TB-303 Give-Aways from Propellerheads and d-lusion
slashflood writes "Good news for those of you who are into music synthesizers: Propellerheads has opened its Rebirth Museum and gives away the 'revolutionary' software simulation of the classic Roland TB-303. Interestingly, that happened just a day after the small German company d-lusion released another 'legendary' TB-303 simulator called Rubberduck as a free give-away."
"is it too much to ask that closed source, Windows-only software be labelled as such in the story?"
Thats a good point.
(and the mac version is MacOS9)
"but is slashdot going to put every piece of Windows-only closed source freeware on the front page?"

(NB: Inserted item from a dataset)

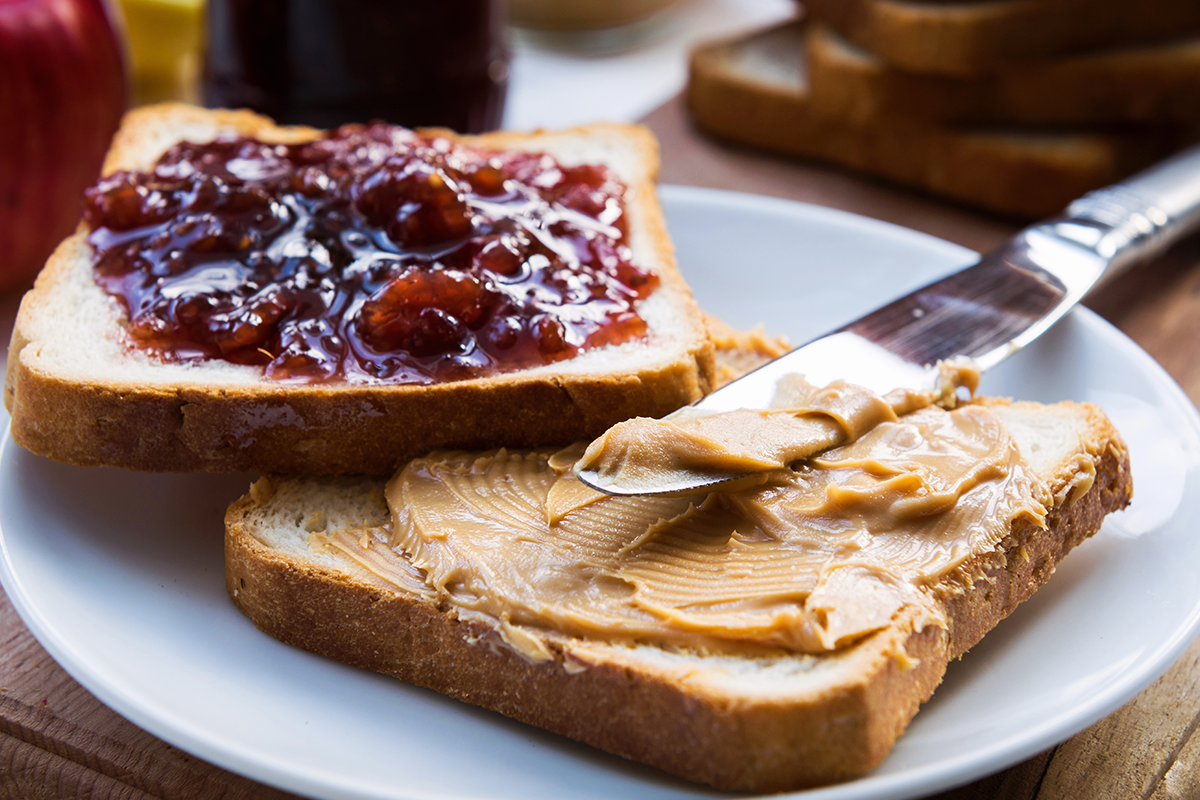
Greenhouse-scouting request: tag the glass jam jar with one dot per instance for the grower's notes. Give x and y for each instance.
(324, 62)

rebirth in the electronic music scene is somewhat akeen to Doom in the gaming scene - this perticular software had an enormous effect both from a user interface and technological aspect on the shape of the computer virtual instrument sceene that developped.
"In theory, this kind of software could enable a hundred Vince Clarkes - in practice I don't see any. Any suggestions?"
develop ReClark. that might work.
I don't know ... back in the 90s shareware days i thought this was completely normal.
... but nowadays it is all about konquering the (business) desktop and adapting the same makes-me-yawn language as corporations. Takes some fun out of computing.
Rubberduck was freaky underground software, i used it from versions on that looked like Windows3.1. It was the software to produce the cheapest and best sounding bass; as a bedroom producer you could finally laugh about the people that rent studios or spend huge money on gear and think that is half of the music already done. It started just then.
Today even GNU stuff looks polished. I think this is boring. I want announcements like "KDE new release with bomb shit doorbending menus comin atcha like cleopatra" or "new version of gnumeric -- coded on bad LSD" or whatever
Check out this post from musicthing.
"The app installer itself is only 16 MB, ReBirth uses a copy protection scheme which involves a 128 MB data file on the CD. It's actually a nonsense file that contains just random data, but ReBirth won't boot without it. The rest of the CD isn't really necessary, but includes a Mac partition (which has roughly the same files including another instance of the 128 MB data file), and lastly there are 3 audio tracks that showcase ReBirth if you put it in a CD player."